All this calls for a massive relief program. Providing emergency aid to refugees is not enough. Equally important is to support governments and communities in neighboring countries. Communities hosting refugees are among the world’s poorest and are under great pressure.

The UN refugees and food relief agencies have urged donors to step up support for people fleeing South Sudan. Despite a UN declaration of famine in February, lack of funds is hindering relief efforts.

US has announced $199 million for South Sudan and neighboring countries hosting hundreds of thousands of refugees. The question is whether the Trump administration will continue to support South Sudan when the proposed White House budget seeks to cut nearly a third of the State Department budget and diminish funding for development projects and humanitarian aid in Africa.

This is not the only worry.

The Trump administration has yet to name a special envoy to South Sudan, a position that has been vacant for several months. Washington played a critical role in persuading Sudan to hold a referendum which ultimately led to the emergence of South Sudan as a sovereign, independent country.

So naturally people in and outside South Sudan expect Washington to play an equally important role to restore peace and stability in this African country.

What began as a tussle for power between the nation’s President Salva Kiir and his deputy Riek Machar in 2013 soon became a broader ethnic conflict as the two men belonged to different tribes. So just as the crisis can’t be defused without a political solution, no political solution can endure unless it brings about a reconciliation between the majority Dinka and Machar’s Nuer tribe.

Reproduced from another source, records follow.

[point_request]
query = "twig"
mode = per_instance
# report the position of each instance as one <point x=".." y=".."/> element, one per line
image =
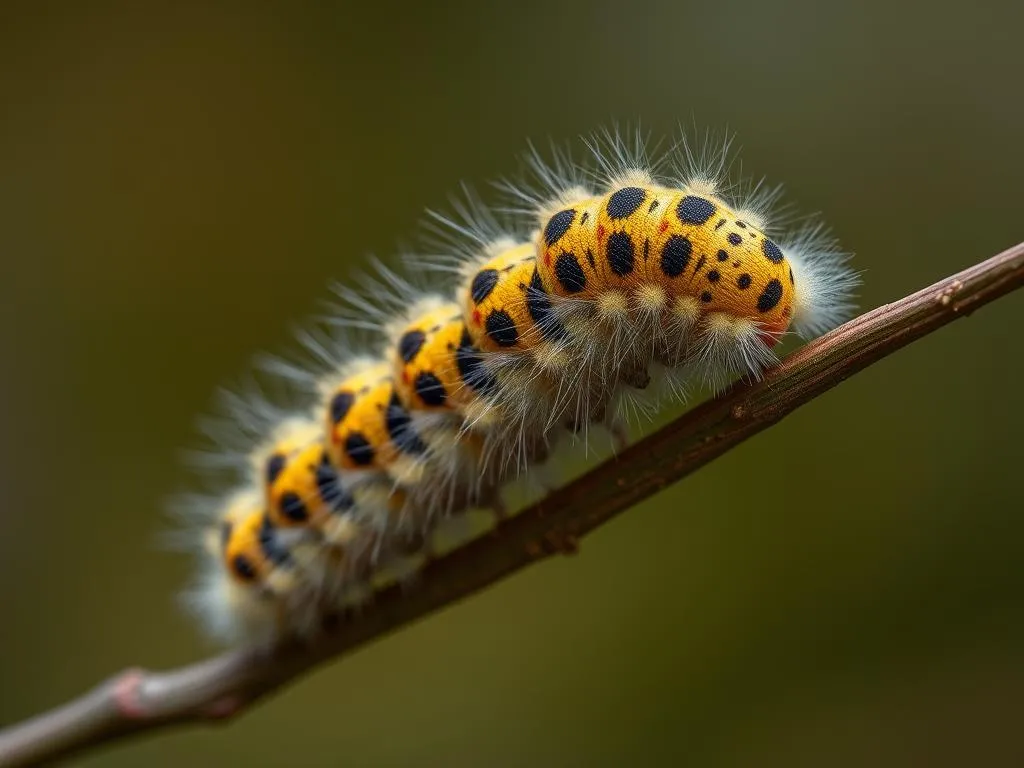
<point x="137" y="701"/>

A peace deal, brokered in August 2015 by the International-Governmental Authority on Development (IGAD), an East African regional security organization, was short-lived. The African Union (AU), the UN, and the “troika” of the United States, UK, and Norway — the group of countries that midwifed the birth of South Sudan in 2011— should examine why it failed to bring fighting to an end. This should be the first step toward the search for an indigenous, all-inclusive national peace process.